3. Once the organization’s user personas have been defined, it is necessary to build an application inventory if one does not already exist. This includes all cloud/hosted applications as well. Segmentation projects are inherently intended to create access barriers between defined portfolio systems and applications. Going into a segmentation project without a clear understanding of the enterprise’s current applications and associated services required to maintain day to day productivity is not highly recommended. You want to give yourself the highest possible chance that when you make the segmentation cutover, all applications and services are functioning as needed to ensure your production business systems are not disrupted.
4. Defining and understanding use-case scenarios should be documented next. These scenarios can be a relatively simple concept, like time synchronization across all network devices and servers. A more complex scenario could be verifying that all third-party hosts connecting remotely into the organization’s internal networks comply with the documented information security policy. Again, from an outcome perspective, the intent here is to define all of the likely interaction scenarios that user personas and/or systems themselves will require, ensuring as little disruption of production services as possible when the segmentation switch is thrown.
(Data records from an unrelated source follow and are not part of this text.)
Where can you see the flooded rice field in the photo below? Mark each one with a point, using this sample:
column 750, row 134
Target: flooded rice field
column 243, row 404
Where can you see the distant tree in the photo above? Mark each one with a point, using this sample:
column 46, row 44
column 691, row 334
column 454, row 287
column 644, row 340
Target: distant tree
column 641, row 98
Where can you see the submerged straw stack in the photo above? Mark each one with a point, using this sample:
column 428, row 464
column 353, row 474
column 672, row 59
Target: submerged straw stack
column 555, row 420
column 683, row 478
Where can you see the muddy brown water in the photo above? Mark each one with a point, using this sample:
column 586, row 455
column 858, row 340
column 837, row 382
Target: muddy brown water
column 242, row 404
5. Finally, once the problem statement(s), user personas, application inventory, and use-case scenarios have been completed and documented, the last phase is to build-out the functional requirements. Each use-case scenario should now be linked to the necessary user personas and applications needed to ensure the business functionality remains uninterrupted. Additional data, such as cost benefits, difficulty and constraints, as well as any associated security requirements, will greatly assist whomever will be putting together the actual design and associated architecture.
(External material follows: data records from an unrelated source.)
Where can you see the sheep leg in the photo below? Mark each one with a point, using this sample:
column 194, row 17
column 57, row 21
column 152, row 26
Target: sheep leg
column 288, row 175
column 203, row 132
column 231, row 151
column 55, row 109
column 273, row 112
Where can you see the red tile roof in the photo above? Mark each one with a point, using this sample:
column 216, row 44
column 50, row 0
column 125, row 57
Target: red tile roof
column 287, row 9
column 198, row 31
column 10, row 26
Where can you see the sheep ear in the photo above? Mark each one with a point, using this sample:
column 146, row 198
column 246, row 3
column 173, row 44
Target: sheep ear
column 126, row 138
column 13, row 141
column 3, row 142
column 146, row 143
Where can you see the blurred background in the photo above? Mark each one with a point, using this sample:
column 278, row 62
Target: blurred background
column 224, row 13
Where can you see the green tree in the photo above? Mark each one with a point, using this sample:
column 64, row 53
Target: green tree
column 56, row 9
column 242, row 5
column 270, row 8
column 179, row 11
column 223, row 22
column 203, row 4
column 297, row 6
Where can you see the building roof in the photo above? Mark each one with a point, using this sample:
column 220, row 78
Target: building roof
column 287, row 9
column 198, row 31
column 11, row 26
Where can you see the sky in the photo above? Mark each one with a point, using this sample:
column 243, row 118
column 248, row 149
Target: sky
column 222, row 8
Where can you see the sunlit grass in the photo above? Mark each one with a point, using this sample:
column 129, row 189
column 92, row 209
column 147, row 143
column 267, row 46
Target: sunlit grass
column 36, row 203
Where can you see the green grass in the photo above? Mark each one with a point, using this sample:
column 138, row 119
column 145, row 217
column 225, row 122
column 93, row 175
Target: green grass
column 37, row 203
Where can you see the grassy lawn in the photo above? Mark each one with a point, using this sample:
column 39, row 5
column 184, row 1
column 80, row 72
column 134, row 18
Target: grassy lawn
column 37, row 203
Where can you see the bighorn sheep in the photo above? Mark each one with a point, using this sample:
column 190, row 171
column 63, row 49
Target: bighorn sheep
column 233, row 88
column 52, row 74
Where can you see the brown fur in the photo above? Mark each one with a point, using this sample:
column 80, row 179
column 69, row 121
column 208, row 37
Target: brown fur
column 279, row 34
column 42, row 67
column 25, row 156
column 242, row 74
Having worked with a number of different organizations in this manner across several different verticals, I have seen this process not only be immensely beneficial from a business continuity perspective but also extremely valuable to the IT/IS side of the house. Walking through this kind of exercise gives the technical teams excellent insight into what each business unit/user persona does, and what they require to fulfill their roles and responsibilities. That is something that unfortunately not all organizations can accomplish (or sometimes even think about). This insight, in my opinion, is invaluable and almost always has the added benefit of teaching the IT/IS teams things they had not even realized about the user base they support.
And, most importantly, you are not left holding someone else’s beer.